Sunday 22 June 2014

I think I have some idea on why frame rate is slow. In my previous blog I explained how the state machine of image buffer works. Basically, a frame is stored first and then read into encoder for compression. From simulation data, a 1024*768 frame takes approx 25 ms (@ 78Mhz) to compress a frame. But if the frame rate of the HDMI source is 60hz then the minimum time taken to write a frame into the DDR2 Ram is 1/60s ie 17ms (assuming it takes no time to transfer data into DDR2 RAM which ofcourse is not true). So it takes 42 ms to store and compress a frame which gives you a frame rate of 23 fps. There is no pipelining between frames.

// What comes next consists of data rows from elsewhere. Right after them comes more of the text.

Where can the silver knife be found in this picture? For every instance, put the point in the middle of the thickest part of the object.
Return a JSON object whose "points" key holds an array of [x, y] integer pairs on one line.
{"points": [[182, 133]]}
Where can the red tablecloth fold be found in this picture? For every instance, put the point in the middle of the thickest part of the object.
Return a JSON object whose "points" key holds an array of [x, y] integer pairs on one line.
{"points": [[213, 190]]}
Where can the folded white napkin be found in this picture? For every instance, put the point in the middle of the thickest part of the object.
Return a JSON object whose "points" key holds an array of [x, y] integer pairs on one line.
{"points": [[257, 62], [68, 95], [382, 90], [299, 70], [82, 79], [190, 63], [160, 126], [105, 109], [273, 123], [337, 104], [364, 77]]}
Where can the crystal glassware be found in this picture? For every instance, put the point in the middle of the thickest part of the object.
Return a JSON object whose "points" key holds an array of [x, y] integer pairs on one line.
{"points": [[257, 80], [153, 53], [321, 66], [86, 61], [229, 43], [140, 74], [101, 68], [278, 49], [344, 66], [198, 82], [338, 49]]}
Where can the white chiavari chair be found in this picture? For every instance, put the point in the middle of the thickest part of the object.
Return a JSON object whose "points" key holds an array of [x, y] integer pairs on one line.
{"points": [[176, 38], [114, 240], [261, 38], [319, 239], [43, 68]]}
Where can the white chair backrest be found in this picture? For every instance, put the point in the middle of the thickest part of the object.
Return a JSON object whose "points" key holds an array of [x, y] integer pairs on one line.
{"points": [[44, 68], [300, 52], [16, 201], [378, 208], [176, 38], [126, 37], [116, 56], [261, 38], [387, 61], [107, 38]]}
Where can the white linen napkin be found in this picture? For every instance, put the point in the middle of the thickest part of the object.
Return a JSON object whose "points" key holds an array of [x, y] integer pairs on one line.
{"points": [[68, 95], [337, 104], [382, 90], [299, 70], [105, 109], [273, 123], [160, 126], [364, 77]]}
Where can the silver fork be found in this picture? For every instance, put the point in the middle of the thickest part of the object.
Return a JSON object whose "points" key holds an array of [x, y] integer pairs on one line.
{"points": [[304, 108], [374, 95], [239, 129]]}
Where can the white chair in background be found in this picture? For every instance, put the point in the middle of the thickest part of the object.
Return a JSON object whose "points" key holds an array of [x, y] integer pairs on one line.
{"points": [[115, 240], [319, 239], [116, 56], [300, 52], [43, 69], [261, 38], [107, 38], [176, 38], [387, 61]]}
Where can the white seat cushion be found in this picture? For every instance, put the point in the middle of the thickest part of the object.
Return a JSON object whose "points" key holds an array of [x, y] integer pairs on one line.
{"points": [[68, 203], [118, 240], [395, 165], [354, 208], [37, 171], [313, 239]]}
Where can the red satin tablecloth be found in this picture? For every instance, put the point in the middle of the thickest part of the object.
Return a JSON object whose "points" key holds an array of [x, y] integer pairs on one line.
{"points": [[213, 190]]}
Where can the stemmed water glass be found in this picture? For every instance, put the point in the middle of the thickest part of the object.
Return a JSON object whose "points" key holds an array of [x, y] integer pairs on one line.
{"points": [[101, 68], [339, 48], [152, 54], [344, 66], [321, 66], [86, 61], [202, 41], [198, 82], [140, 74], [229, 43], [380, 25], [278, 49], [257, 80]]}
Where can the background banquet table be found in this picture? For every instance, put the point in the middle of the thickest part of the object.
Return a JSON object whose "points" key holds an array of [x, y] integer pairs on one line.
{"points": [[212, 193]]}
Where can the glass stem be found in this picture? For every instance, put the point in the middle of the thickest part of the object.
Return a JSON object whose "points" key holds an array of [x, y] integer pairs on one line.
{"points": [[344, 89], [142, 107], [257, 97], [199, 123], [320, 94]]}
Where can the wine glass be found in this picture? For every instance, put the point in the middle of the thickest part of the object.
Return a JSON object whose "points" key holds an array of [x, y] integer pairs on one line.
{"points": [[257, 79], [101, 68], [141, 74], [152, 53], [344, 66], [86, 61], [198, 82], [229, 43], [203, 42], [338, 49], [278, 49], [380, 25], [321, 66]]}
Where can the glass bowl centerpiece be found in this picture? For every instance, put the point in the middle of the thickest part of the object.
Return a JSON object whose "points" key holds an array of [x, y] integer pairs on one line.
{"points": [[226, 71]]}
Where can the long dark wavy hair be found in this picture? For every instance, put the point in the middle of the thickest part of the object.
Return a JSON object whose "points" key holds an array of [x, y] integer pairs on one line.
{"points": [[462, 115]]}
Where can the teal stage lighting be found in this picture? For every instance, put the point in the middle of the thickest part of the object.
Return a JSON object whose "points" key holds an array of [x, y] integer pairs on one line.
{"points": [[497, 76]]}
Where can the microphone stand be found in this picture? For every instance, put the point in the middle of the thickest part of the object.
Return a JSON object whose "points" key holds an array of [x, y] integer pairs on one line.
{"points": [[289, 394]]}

In simulation, the encoder is fed with new data if its buffer is not full. But in actual firmware, data needs to be accessed from DDR2 RAM which even though is small is not negligible. Also the raw image data is buffered before being written into RAM to prevent loss of data, so it takes far more than 17 ms to write the whole frame into RAM. So my guess is frame rate of DDR2 + encoder system is around 20 fps.

Also, I ran test bench for different encoding qualities. Turns out that for 100% encoding quality, the compression ratio is around 5-6 whereas for 50% encoding quality, the compression ratio is as high as 20-25.

So output size of a frame at high encoding quality:
1024*768*24/5/1024/1024=3.6 MB
Now bandwidth of cypress fx2 is 40 MBps. So  fps in high quality case will be 40/3.6=11.11 fps. That's why changing the frequency did not change the frame rate(I guess).

In low quality case as the compression is high, fx2 bandwidth does not limit the frame rate but the firmware limits the frame rate. So the observed fps is around 18.5-19 which is close to the fps I am guessing using calculation.

Friends, Romans, Mentors and countrymen please comment.

Disclaimer: I have used a lot of handwaiving calculation. So if I have used too much liberty please comment on it. I will try and give rigorous  maths.